An Abstract on the Subject of Myself

Dear family,

I am writing to inform you of several key developments on the subject of myself, Jean McGovern. As my first semester at college draws to a close, I feel that it is only fair to inform you of the changes you should expect to find when you come to pick me up on December 17th (please no earlier or later than 12pm). Although it has come to my attention that certain members of this family who shall not be mentioned by name have expressed skepticism about these developments, they should look up the psychological concept of projection as well as consider whether someone who still sleeps with a stuffed animal is the best judge of personal growth.

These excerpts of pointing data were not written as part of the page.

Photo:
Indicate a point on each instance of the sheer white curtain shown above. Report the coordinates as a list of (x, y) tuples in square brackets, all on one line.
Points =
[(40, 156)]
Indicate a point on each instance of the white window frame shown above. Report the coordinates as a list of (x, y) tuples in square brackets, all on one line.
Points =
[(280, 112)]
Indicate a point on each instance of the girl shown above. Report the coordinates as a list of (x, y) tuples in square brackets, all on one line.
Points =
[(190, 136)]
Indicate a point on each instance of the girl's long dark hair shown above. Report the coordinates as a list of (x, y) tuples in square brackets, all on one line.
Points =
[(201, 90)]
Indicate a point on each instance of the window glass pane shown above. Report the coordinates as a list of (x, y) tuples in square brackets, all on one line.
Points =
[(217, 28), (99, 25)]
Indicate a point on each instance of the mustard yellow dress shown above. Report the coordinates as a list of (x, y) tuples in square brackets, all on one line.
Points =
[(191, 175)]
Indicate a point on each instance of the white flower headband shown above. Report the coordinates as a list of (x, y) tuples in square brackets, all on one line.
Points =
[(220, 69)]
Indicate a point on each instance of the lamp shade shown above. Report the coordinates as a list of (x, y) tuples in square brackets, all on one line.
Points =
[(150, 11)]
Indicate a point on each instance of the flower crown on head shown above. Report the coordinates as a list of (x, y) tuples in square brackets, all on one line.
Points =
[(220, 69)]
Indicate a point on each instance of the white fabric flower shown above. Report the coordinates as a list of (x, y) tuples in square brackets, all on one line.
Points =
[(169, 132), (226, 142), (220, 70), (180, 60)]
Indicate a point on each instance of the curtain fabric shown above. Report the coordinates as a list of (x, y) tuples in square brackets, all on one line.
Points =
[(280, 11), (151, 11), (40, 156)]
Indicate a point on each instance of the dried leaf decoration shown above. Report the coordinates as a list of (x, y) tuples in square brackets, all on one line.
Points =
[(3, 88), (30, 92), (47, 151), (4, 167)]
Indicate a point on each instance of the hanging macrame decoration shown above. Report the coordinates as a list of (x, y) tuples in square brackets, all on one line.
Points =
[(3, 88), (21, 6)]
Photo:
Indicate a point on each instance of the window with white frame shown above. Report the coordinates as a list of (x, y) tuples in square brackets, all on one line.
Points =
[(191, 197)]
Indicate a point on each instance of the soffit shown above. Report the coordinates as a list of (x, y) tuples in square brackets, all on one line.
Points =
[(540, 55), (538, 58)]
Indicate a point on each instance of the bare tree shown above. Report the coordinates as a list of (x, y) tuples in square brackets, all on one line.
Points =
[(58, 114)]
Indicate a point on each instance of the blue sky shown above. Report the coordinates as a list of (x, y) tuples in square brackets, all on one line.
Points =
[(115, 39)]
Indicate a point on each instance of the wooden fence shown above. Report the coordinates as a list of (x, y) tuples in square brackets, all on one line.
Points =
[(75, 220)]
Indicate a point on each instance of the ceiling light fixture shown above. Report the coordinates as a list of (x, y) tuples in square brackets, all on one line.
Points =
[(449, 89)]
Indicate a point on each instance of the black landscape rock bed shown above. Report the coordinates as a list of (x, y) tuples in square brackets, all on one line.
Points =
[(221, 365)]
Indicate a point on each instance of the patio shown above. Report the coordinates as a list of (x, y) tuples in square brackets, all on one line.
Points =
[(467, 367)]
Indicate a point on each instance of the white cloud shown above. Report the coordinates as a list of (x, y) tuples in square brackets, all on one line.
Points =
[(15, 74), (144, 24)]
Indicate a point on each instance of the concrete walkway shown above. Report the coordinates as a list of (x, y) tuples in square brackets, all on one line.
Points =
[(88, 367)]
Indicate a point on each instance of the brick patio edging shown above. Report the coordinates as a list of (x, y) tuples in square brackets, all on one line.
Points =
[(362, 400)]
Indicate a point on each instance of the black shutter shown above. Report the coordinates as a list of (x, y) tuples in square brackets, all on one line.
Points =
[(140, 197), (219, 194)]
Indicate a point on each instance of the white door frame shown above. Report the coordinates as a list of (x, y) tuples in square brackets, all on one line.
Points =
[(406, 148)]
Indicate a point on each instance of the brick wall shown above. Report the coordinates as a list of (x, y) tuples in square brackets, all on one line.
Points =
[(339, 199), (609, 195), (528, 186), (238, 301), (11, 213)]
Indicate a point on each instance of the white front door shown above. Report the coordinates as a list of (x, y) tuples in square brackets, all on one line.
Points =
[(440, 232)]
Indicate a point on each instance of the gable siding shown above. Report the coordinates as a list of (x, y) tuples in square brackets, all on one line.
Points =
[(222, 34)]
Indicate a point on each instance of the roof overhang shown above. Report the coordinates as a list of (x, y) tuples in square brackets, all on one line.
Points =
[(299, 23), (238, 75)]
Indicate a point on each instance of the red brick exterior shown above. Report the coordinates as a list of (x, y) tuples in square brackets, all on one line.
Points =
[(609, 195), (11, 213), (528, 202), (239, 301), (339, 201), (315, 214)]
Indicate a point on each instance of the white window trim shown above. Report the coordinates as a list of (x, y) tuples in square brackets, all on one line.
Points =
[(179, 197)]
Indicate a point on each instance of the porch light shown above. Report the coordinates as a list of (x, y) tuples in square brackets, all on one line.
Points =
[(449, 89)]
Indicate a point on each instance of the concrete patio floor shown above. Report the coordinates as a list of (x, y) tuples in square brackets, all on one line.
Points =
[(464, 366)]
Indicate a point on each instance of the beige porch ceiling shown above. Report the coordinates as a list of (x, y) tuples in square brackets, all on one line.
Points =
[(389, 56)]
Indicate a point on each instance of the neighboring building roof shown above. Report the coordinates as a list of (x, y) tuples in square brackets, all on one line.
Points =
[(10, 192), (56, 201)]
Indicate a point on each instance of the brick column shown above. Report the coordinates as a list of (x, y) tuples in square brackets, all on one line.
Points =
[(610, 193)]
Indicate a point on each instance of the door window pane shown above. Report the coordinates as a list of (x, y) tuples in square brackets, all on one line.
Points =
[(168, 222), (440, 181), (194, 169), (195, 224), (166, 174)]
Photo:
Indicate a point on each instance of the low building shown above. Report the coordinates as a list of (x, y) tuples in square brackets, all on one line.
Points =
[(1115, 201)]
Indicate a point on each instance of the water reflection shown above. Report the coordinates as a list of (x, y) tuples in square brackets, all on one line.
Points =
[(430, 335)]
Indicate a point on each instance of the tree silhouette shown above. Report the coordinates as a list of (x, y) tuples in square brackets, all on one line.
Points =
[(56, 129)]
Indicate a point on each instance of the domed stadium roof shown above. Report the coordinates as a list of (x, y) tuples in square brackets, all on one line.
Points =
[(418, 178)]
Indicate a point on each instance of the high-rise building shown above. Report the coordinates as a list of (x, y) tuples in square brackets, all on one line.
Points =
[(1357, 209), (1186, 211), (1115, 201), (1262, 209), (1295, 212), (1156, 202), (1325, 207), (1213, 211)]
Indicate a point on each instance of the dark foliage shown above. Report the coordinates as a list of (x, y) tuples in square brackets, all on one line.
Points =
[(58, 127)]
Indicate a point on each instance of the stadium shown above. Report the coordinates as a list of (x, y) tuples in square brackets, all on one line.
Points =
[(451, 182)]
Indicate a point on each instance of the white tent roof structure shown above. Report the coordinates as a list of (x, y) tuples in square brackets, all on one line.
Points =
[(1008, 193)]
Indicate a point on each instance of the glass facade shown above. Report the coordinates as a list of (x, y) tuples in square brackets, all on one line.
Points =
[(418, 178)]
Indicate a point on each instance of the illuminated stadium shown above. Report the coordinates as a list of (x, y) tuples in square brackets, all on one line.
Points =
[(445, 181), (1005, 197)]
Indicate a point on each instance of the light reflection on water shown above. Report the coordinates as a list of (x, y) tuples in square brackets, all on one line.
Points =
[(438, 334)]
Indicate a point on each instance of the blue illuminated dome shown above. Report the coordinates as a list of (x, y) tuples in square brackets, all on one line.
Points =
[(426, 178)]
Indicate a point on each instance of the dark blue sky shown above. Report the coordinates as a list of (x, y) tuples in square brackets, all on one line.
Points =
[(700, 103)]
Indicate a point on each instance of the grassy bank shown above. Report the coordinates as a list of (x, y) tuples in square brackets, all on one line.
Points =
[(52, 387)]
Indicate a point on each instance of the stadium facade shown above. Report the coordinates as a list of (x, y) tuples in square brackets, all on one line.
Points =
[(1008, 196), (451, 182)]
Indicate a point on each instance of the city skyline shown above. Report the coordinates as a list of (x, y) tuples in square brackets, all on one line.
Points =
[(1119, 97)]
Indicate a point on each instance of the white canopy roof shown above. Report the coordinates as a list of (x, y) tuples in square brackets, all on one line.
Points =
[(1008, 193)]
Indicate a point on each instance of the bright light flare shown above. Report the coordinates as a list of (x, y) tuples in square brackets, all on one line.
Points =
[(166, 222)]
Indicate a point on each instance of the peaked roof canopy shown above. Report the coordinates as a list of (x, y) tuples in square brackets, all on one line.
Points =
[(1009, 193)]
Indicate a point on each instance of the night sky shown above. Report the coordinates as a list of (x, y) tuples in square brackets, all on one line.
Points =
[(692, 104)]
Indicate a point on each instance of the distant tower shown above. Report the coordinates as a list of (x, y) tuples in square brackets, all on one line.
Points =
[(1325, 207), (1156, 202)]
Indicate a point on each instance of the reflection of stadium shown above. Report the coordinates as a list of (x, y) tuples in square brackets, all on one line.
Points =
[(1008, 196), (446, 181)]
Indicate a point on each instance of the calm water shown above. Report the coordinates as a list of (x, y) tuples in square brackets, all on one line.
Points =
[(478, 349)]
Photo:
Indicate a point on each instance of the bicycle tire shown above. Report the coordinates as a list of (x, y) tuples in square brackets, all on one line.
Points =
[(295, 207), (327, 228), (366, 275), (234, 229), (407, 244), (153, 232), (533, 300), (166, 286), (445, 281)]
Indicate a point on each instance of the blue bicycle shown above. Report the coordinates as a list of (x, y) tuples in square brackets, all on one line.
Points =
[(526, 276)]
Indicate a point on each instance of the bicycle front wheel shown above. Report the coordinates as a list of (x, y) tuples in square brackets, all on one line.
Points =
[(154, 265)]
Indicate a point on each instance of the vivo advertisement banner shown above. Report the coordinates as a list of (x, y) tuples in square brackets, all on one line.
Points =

To begin with, I now eat mushrooms, as well as certain kinds of beans. Although I don’t want to point any fingers, I would like to mention that if I had known previously that beans could be fried and then mixed with cheese and sour cream and guacamole, my protein intake could have been significantly increased over the years. An adequate supply of protein is particularly important during formative periods of bone development; without this, growth may be stunted and people may end up unfairly shorter than their younger siblings.

Secondly, I have stopped shaving. I would like invite anyone who tries to call me “monkey legs” or “Patti Smith Junior” (side note: no one even knows who she is anymore, so don’t say this unless you want to embarrass yourself) to consider the fact that shaving contradicts millions of years of human evolution and is a symbol of female subjugation by the patriarchy. Also, it’s both expensive and environmentally-unfriendly. So to anyone thinking about making some kind of juvenile taunt, first take a critical look at your own narrow-minded stance on body hair.